Logikanya lainnya kita sebagai orang awam disaat tidak sengaja melakukan hal yang melukai orang lain pasti secara refleks akan kaget atau panik dan berusaha untuk membantu sebisa mungkin.
Misal: kita menyenggol orang lain di jalan hingga orang tersebut terjatuh maka reflek kita akan membantunya untuk bangun dan meminta maaf. Kenyataannya berbeda pada kasus Novel Baswedan, mereka yang diduga pelaku justru kabur dan meninggalkan Novel Baswedan seorang diri menahan rasa sakit dan terbakar pada area wajahnya.
Kasus ini mirip tabrak lari yang berusaha menyelamatkan diri karena panik dihakimi massa. Selain itu jika tumpah harusnya ada cairan yang mengenai bagian tubuh pelaku namun jika tidak terkena secara nalar wajar ada anggapan bahwa air keras tersebut sengaja "ditumpahkan".
Kekritisan kedua, putusan hukuman hanya 1 tahun penjara. Sudah rahasia umum bahwa banyak putusan hukuman yang seakan "kurang adil" bagi salah satu pihak. Berkaca pada pernyataan Bintang Emon terlihat bahwa dirinya berusaha menempatkan diri sebagai pihak korban yang merasa kurang adil dengan putusan hukuman tersebut. Apakah salah?
Sahabat Kompasiana pasti pernah membaca atau mendengar kisah seorang nenek asyani dijerat hukuman 1 tahun penjara karena dianggap mencuri kayu di kawasan perum perhutani.Â
Sebagai masyarakat, kita pasti prihatin seorang nenek dijerat hukuman yang mirip dengan kasus penyiraman air keras. Nenek tersebut hanya mengambil beberapa potong kayu untuk bertahan hidup tidak melukai orang lain bahkan jika diperkenankan mungkin banyak pihak bersedia membayar kerugian yang ditimbulkan oleh nenek tersebut.

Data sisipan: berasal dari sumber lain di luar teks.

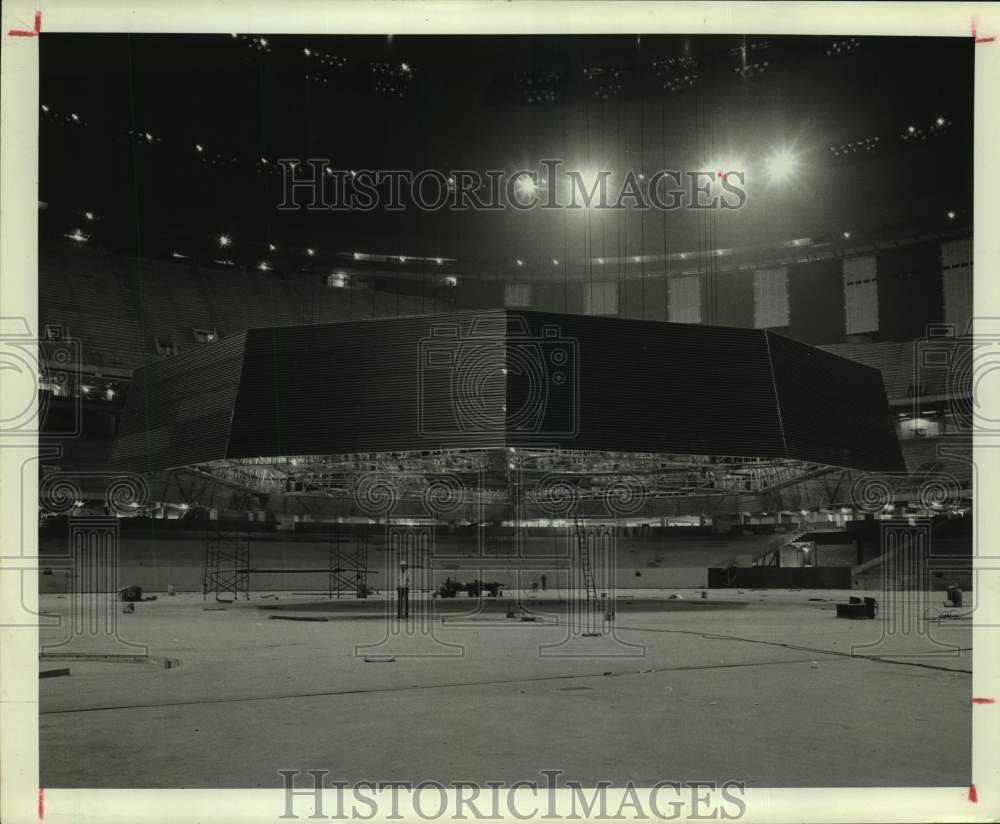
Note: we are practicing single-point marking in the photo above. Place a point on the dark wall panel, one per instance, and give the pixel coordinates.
(406, 383)
(658, 387)
(178, 410)
(506, 378)
(734, 299)
(816, 302)
(909, 291)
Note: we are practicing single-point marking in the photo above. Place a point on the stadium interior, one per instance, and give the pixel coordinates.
(711, 581)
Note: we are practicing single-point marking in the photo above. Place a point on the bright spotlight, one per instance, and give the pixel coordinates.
(782, 164)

Berbeda halnya dengan kasus penyiraman yang secara nyata menyebabkan Novel Baswedan buta dan area wajah luka secara permanen. Saya yakin jika ditawarkan kepada orang lain untuk mendapatkan liuka yang sama maka mayoritas masyarakat memilih untuk tidak bersedia.

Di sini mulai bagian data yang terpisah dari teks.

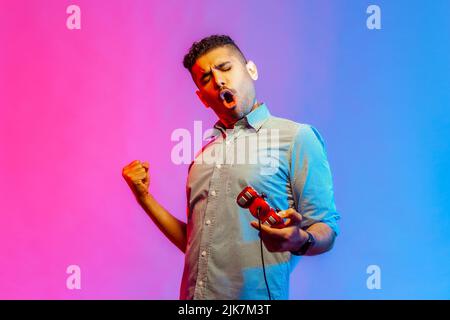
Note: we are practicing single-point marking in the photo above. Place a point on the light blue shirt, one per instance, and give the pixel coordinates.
(223, 258)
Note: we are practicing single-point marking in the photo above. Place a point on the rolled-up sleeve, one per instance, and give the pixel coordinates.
(311, 180)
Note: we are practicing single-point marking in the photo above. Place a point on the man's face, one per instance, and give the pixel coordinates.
(225, 83)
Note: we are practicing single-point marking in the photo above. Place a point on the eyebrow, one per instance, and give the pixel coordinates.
(219, 66)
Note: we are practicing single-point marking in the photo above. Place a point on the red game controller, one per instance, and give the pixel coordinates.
(250, 199)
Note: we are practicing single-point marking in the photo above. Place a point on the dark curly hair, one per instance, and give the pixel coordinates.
(205, 45)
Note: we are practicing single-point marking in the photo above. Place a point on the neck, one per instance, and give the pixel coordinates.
(230, 125)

2 tahun belakangan ini juga sedang marak kasus pencemaran nama baik yang menimpa beberapa orang dan kasus penistaan agama. Ada yang sudah mendapatkan hukuman dan justru hukuman yang diterima jauh lebih berat dibandingkan kasus penyiraman air keras.Â
Logika jika jeratan hukuman 1 tahun penjara bagi mereka yang diduga pelaku penyiraman air keras menjadi bahan kritikan Bintang Emon.
Di negara penganut Syariat Islam memberlakukan hukuman mata dibayar mata, nyawa dibayar nyawa. Bahkan Suku Baduy pun memiliki aturan hukum yang mirip dengan syariat islam.Â
Bersyukurlah di Indonesia putusan pengadilan masih memasukkan sisi kemanusiaan karena ada kejadian yang terjadi diluar kendali manusia. Namun tetap berlandaskan keadilan yaitu adil tanpa ada kepentingan lain dari putusan tersebut.